- Nagri Farm Tea Garden Location in West Bengal, India Nagri Farm Tea Garden Nagri Farm Tea Garden (India)
- Coordinates: 26°54′49″N 88°12′33″E﻿ / ﻿26.9135°N 88.2092°E
- Country: India
- State: West Bengal
- District: Darjeeling

Population (2011)
- • Total: 3,098
- Time zone: UTC+5:30 (IST)
- Lok Sabha constituency: Darjeeling
- Vidhan Sabha constituency: Kurseong
- Website: darjeeling.gov.in

= Nagri Farm Tea Garden =

Nagri Farm Tea Garden is a village in the Jorebunglow Sukhiapokhri CD block in the Darjeeling Sadar subdivision of the Darjeeling district in the state of West Bengal, India.

==History==
Nagri Farm was initially established as a dairy farm in 1857 by a British entrepreneur, Greenhill. However, the owner changed course and by 1883, it had been fully developed as a tea garden, but the ‘farm’ suffix remained intact. Greenhill, even built a tea factory and appointed a British manager. Later, Greenhill sold the property to Williamson Magor and Company, who formally established the Nagri Farm Tea Company Limited. The wooden structure of the tea factory was gutted in successive fires in 1912 and 1962. It was then rebuilt with its current cement structure. In 2001, the Chamong Group, purchased Nagri Farm Tea Estate. Interestingly, even now, it produces ginger, cardamom, oranges and other agricultural products, in addition to its China and Assam hybrid teas.

==Geography==

===Location===
Nagri Farm Tea Garden is located at .

Nagri Farm Tea Garden sprawls over an area of 256 ha of tea plantations, out of a total area of 571.37 ha, in the Rong Bong valley. The gentle slopes of the tea garden range in height from 2500 to 6400 ft.

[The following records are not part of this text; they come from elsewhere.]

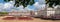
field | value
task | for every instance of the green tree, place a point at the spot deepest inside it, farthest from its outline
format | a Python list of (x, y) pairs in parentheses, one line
[(22, 2), (51, 2)]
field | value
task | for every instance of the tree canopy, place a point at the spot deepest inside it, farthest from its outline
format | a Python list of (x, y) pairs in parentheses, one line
[(22, 2), (51, 2)]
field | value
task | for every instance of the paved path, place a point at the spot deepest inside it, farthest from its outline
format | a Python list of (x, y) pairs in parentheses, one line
[(35, 20)]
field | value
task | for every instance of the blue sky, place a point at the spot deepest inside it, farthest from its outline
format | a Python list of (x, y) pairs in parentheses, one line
[(30, 7)]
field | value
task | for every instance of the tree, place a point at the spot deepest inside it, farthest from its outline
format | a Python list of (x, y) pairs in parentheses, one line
[(22, 2), (51, 2)]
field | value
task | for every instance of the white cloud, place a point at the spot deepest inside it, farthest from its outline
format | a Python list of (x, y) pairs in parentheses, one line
[(38, 6)]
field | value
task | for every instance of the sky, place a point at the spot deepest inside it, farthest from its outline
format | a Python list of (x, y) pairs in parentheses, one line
[(39, 4)]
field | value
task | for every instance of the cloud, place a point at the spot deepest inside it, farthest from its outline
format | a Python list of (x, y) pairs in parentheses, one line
[(38, 6)]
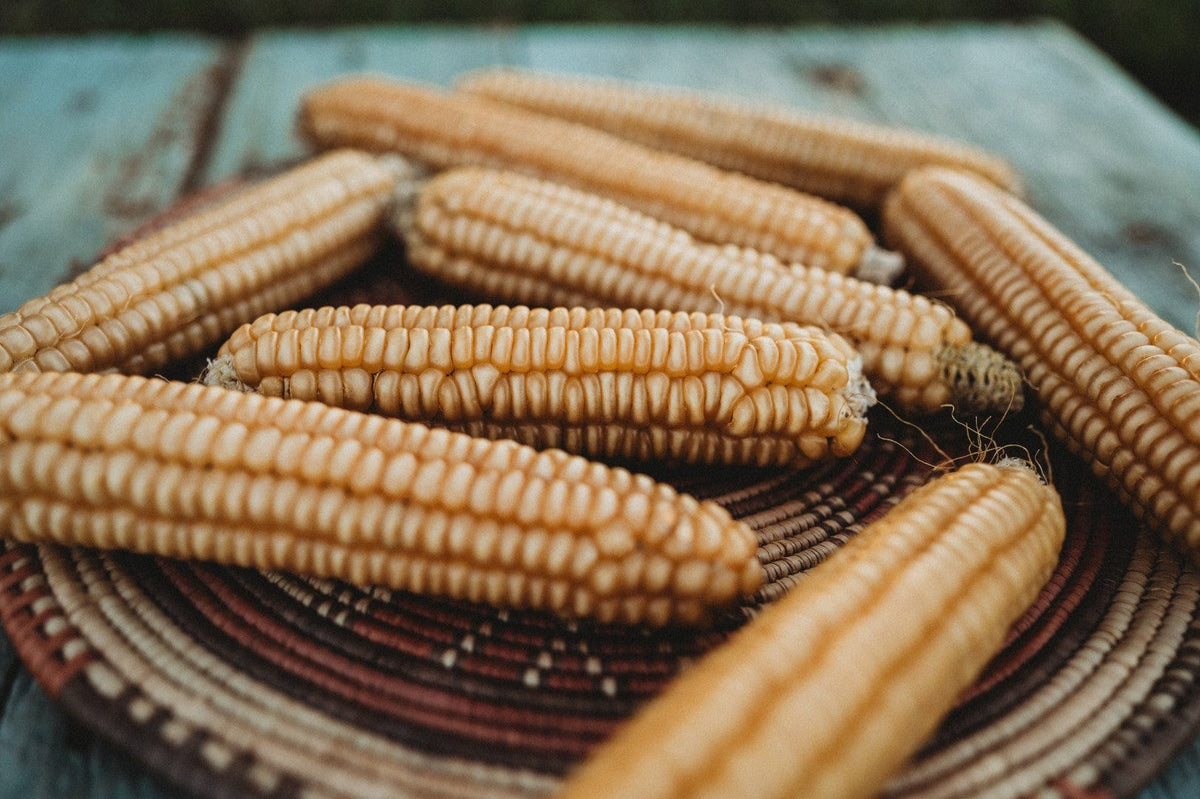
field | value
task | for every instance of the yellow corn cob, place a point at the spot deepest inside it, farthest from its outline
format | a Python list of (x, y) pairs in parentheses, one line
[(519, 239), (835, 685), (843, 160), (1119, 384), (449, 130), (603, 383), (186, 287), (189, 470)]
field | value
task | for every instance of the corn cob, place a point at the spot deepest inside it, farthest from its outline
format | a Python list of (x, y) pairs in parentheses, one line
[(185, 288), (844, 160), (603, 383), (835, 685), (1115, 382), (444, 130), (519, 239), (189, 470)]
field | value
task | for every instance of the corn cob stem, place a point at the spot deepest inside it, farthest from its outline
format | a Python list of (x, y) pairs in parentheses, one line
[(603, 383), (1115, 382), (189, 286), (835, 685), (843, 160), (525, 240), (198, 472), (449, 130)]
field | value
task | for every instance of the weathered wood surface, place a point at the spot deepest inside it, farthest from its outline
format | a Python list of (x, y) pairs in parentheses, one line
[(99, 133)]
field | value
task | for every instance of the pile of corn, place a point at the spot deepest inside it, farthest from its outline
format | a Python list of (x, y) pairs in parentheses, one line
[(661, 275)]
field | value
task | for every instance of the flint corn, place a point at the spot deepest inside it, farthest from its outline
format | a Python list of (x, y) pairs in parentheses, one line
[(443, 130), (1116, 383), (843, 160), (186, 287), (519, 239), (187, 470), (603, 383), (829, 690)]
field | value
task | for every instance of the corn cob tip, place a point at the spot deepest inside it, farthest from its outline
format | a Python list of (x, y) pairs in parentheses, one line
[(981, 379), (221, 372), (859, 392), (880, 265), (405, 197)]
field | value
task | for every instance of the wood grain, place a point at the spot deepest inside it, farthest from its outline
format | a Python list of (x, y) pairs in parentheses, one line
[(101, 132)]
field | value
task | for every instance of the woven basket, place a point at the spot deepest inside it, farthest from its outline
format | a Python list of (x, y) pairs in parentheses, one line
[(229, 682)]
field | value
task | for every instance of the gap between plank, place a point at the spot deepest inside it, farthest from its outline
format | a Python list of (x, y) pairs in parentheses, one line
[(223, 74)]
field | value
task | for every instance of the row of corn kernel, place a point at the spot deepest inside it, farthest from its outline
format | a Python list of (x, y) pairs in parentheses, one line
[(599, 382)]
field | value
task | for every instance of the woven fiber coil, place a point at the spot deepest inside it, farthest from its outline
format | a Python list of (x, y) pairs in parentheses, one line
[(231, 682)]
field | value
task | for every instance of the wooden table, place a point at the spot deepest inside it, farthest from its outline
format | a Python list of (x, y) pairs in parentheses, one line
[(96, 134)]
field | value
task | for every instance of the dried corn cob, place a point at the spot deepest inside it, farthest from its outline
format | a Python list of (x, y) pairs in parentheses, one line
[(448, 130), (843, 160), (198, 472), (1119, 384), (519, 239), (604, 383), (831, 689), (185, 288)]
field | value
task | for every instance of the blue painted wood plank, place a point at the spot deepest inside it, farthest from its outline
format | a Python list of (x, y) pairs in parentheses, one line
[(90, 151), (1104, 161), (96, 136), (45, 756), (258, 126)]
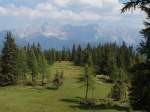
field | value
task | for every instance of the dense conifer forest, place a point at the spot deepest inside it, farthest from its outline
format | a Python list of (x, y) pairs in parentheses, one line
[(102, 78)]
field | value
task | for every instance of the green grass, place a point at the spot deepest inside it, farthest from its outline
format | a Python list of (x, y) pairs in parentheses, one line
[(32, 99)]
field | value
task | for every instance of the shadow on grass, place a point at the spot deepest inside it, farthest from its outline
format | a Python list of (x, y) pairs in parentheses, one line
[(52, 88), (99, 107), (75, 102)]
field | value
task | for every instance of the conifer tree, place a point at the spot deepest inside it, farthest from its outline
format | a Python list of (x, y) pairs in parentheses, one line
[(8, 74), (22, 63), (87, 79), (33, 65)]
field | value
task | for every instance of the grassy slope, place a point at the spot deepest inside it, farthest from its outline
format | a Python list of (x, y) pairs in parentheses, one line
[(27, 99)]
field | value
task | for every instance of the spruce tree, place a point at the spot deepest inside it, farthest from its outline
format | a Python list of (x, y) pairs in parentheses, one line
[(33, 65), (22, 63), (87, 80), (9, 61)]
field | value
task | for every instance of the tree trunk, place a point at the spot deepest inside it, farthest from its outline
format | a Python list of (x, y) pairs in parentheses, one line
[(87, 88)]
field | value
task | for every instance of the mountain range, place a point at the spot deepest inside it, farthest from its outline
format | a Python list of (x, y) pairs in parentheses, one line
[(51, 36)]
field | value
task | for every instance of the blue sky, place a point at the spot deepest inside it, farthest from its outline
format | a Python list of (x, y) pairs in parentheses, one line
[(15, 14)]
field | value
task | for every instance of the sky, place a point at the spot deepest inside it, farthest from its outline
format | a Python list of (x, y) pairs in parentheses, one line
[(15, 14)]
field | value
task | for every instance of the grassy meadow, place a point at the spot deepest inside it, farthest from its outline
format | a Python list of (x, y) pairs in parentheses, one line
[(65, 99)]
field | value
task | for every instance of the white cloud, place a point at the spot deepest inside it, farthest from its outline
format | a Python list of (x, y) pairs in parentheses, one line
[(67, 10)]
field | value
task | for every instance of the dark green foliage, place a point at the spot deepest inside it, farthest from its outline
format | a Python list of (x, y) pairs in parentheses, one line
[(22, 63), (43, 69), (33, 65), (87, 80), (120, 88), (9, 68), (58, 79), (140, 90)]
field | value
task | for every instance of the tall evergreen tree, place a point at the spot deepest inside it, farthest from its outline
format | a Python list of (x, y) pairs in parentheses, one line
[(140, 90), (9, 61), (33, 65), (22, 63)]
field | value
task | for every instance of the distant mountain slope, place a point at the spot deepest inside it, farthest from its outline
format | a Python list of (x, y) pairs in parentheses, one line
[(55, 37)]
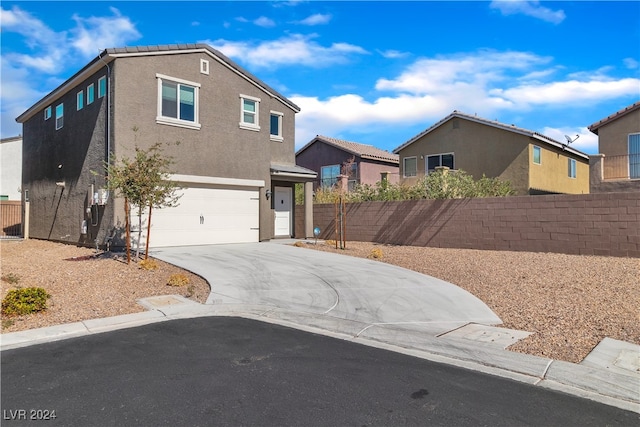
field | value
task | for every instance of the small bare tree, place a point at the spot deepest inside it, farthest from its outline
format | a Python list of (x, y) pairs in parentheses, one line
[(144, 183)]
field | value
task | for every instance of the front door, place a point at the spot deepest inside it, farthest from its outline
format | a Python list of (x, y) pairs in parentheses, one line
[(282, 204)]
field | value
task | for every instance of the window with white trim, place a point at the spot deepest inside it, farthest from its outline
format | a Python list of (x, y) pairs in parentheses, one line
[(572, 168), (437, 160), (204, 66), (249, 112), (59, 116), (537, 155), (329, 175), (178, 103), (409, 167), (102, 86), (275, 126), (80, 100), (90, 93)]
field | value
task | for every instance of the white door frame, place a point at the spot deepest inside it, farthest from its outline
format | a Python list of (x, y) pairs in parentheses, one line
[(278, 192)]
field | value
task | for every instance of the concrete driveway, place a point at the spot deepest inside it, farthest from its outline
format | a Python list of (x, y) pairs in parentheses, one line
[(355, 294)]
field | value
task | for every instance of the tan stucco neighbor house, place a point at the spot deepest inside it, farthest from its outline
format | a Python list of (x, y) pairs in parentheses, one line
[(328, 157), (616, 167), (230, 135), (532, 162)]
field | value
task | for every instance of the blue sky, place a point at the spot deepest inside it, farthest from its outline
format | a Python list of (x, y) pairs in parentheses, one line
[(366, 71)]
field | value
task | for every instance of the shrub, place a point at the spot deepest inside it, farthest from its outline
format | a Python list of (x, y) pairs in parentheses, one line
[(178, 279), (148, 264), (11, 278), (376, 253), (23, 301)]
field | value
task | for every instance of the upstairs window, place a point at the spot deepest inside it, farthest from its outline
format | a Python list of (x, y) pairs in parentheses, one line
[(177, 102), (329, 175), (409, 166), (572, 168), (102, 86), (80, 100), (249, 112), (59, 116), (537, 155), (438, 160), (90, 93), (275, 126)]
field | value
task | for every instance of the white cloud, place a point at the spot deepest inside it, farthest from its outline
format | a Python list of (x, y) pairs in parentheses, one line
[(491, 84), (586, 141), (295, 49), (529, 8), (27, 77), (94, 34), (317, 19), (264, 22)]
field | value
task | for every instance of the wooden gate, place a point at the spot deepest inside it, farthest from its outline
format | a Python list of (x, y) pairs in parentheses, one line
[(10, 218)]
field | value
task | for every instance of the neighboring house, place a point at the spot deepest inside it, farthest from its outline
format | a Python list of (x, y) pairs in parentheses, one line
[(331, 157), (230, 135), (11, 168), (532, 162), (617, 166)]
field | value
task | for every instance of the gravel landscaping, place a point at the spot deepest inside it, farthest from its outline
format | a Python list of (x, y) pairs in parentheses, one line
[(569, 302)]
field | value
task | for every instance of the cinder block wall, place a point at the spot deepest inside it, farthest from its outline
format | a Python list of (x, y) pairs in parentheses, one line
[(590, 224)]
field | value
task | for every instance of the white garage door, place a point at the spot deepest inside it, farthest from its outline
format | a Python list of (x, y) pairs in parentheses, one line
[(207, 215)]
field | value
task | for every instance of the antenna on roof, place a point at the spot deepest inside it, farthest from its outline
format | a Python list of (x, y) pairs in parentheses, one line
[(569, 140)]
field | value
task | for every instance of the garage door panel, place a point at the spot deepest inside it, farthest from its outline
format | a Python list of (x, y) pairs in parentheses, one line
[(207, 216)]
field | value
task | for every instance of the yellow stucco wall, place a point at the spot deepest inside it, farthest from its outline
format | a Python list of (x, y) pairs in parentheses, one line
[(552, 174)]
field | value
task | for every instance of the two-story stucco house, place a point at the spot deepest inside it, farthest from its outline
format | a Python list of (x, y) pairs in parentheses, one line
[(616, 167), (230, 135), (532, 162), (328, 157)]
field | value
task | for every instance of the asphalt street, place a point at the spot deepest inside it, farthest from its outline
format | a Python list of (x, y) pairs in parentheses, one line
[(226, 371)]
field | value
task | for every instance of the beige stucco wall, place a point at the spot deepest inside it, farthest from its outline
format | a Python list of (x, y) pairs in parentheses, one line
[(220, 148), (478, 149), (613, 137), (552, 174)]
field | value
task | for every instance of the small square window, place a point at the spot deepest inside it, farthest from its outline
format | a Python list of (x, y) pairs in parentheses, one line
[(204, 66), (537, 155), (80, 100), (572, 168), (59, 116), (249, 112), (410, 166), (102, 87), (90, 93), (275, 126)]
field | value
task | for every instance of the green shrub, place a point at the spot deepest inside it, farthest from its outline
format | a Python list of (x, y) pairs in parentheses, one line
[(23, 301), (178, 279)]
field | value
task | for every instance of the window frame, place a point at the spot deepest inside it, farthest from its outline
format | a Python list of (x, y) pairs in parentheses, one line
[(80, 100), (60, 118), (533, 158), (278, 136), (572, 168), (439, 155), (404, 166), (91, 94), (176, 121), (256, 114), (334, 179), (102, 87)]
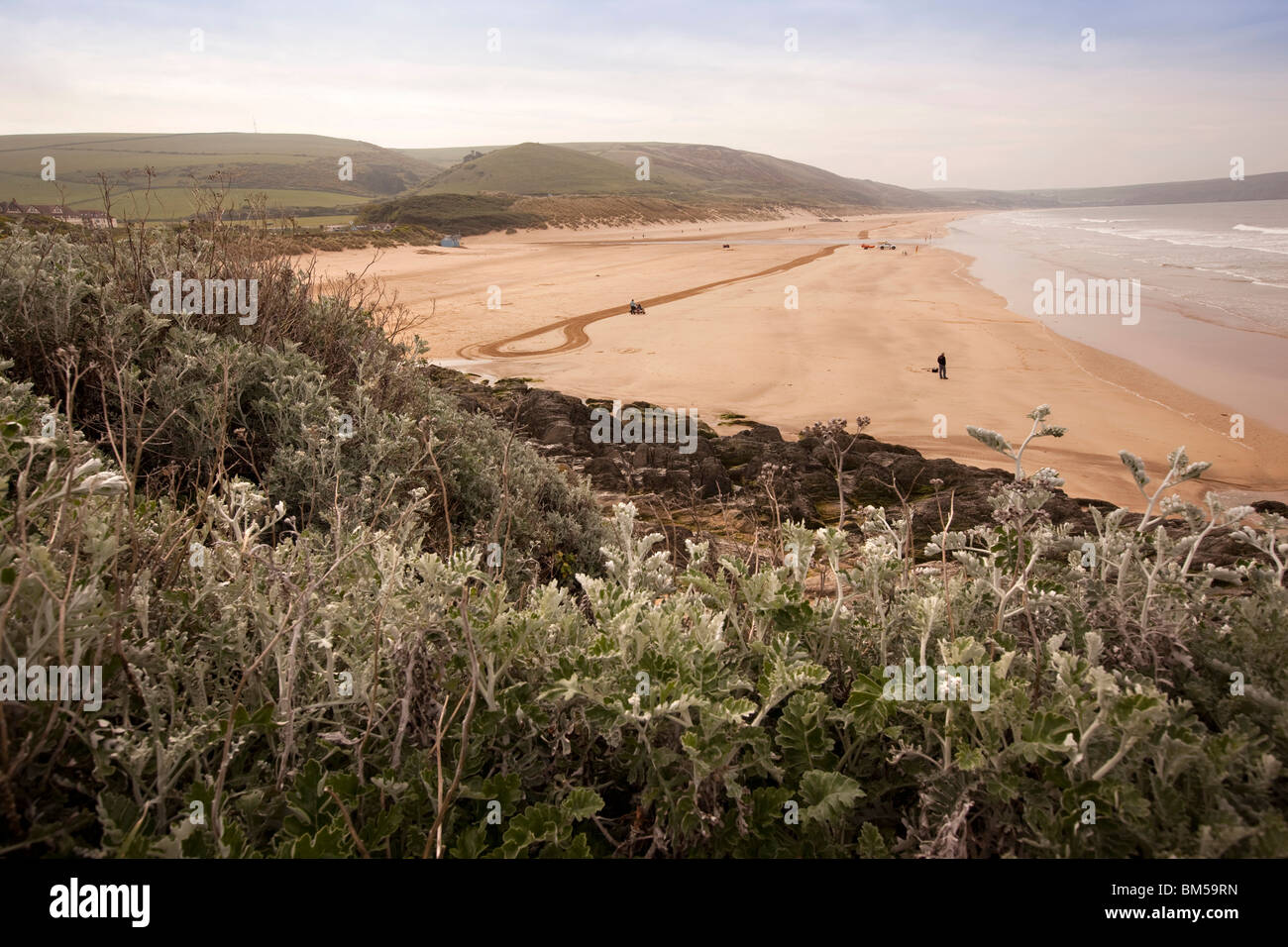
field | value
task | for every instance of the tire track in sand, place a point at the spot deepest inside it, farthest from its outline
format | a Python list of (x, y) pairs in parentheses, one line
[(575, 328)]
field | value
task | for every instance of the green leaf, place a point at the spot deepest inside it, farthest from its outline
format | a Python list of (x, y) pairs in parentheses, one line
[(581, 802), (828, 796), (803, 733)]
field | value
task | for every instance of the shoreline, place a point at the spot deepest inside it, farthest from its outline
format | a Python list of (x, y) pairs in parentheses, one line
[(729, 346)]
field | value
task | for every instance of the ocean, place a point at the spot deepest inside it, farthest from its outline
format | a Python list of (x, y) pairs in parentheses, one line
[(1212, 283)]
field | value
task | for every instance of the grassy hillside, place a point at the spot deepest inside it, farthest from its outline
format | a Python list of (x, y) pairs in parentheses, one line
[(729, 172), (544, 169), (295, 170)]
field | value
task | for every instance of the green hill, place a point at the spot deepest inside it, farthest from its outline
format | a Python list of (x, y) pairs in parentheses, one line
[(716, 171), (542, 169), (297, 171)]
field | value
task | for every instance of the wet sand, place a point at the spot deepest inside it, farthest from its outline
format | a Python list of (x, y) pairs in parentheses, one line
[(863, 339)]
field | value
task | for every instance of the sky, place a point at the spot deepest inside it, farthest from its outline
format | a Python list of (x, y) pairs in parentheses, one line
[(1004, 91)]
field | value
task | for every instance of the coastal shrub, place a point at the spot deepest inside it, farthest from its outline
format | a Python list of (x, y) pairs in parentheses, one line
[(308, 650), (342, 692)]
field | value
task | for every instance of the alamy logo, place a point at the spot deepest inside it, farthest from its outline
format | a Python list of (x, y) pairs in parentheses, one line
[(652, 425), (75, 899), (1078, 296), (52, 684), (206, 298), (943, 684)]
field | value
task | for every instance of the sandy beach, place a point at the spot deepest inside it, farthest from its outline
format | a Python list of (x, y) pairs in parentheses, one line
[(717, 338)]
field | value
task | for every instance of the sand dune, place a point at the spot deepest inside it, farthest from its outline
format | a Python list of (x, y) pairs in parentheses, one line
[(862, 342)]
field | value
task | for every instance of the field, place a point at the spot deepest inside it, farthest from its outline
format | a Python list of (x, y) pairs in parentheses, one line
[(294, 170)]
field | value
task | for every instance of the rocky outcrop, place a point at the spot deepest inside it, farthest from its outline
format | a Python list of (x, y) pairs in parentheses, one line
[(758, 468)]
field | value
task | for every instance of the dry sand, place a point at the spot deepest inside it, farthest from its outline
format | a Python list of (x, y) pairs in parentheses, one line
[(862, 342)]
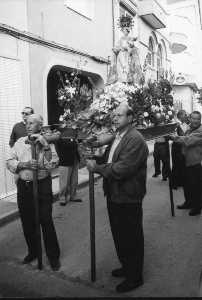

Other tea gardens in the area are: Dhajea, Balasun, Thurbo, Gopaldhara, Avongrove and Soureni.

===Area overview===
The map alongside shows a part of the southern portion of the Darjeeling Himalayan hill region in the Darjeeling district. In the Darjeeling Sadar subdivision 61.00% of the total population lives in the rural areas and 39.00% of the population lives in the urban areas. In the Mirik subdivision 80.11% of the total population lives in the rural areas and 19.89% lives in the urban areas. There are 78 tea gardens/ estates (the figure varies slightly according to different sources), in the district, producing and largely exporting Darjeeling tea. It engages a large proportion of the population directly/ indirectly. Some tea gardens were identified in the 2011 census as census towns or villages. Such places are marked in the map as CT (census town) or R (rural/ urban centre). Specific tea estate pages are marked TE.

Note: The map alongside presents some of the notable locations in the subdivision. All places marked in the map are linked in the larger full screen map.

==Demographics==
According to the 2011 Census of India, Nagri Farm Tea Garden had a total population of 3.655 of which 1,856 (51%) were males and 1,799 (49%) were females. There were 278 persons in the age range of 0 to 6 years. The total number of literate people in Nagri Farm Tea Garden was 2,795 (76.47% of the population over 6 years).

==Economy==
On taking over the Nagri Farm Tea Garden, one of the first steps taken by the Chamong Group was to make it an organic tea estate. The Nagri Farm Tea Garden acquired its 100% bio-organic tea garden certification in 2004. It acquired its fair-trade certification in 2009. The Chamong Group upgraded the tea factory with modern machinery capable of higher production. The annual production of Nagri Farm Tea Garden is 200 million tonnes.

===Chamong Group===
The Chamong Group is the largest producer of organic Darjeeling tea and Assam tea. It produces 3,000 tonnes annually and employs 10,000 persons (including 7,000 women). It owns 4 tea estates in Assam and 13 in Darjeeling. The tea estates in Darjeeling are: Pussimbing, Chamong, Tumsong, Lingia, Nagri Farm, Bannockburn, Dhajea, Shree Dwarika, Ging, Soom, Phoobsering, Tukdah and Marybong. It exports tea to the US, Europe, Japan and the Middle East.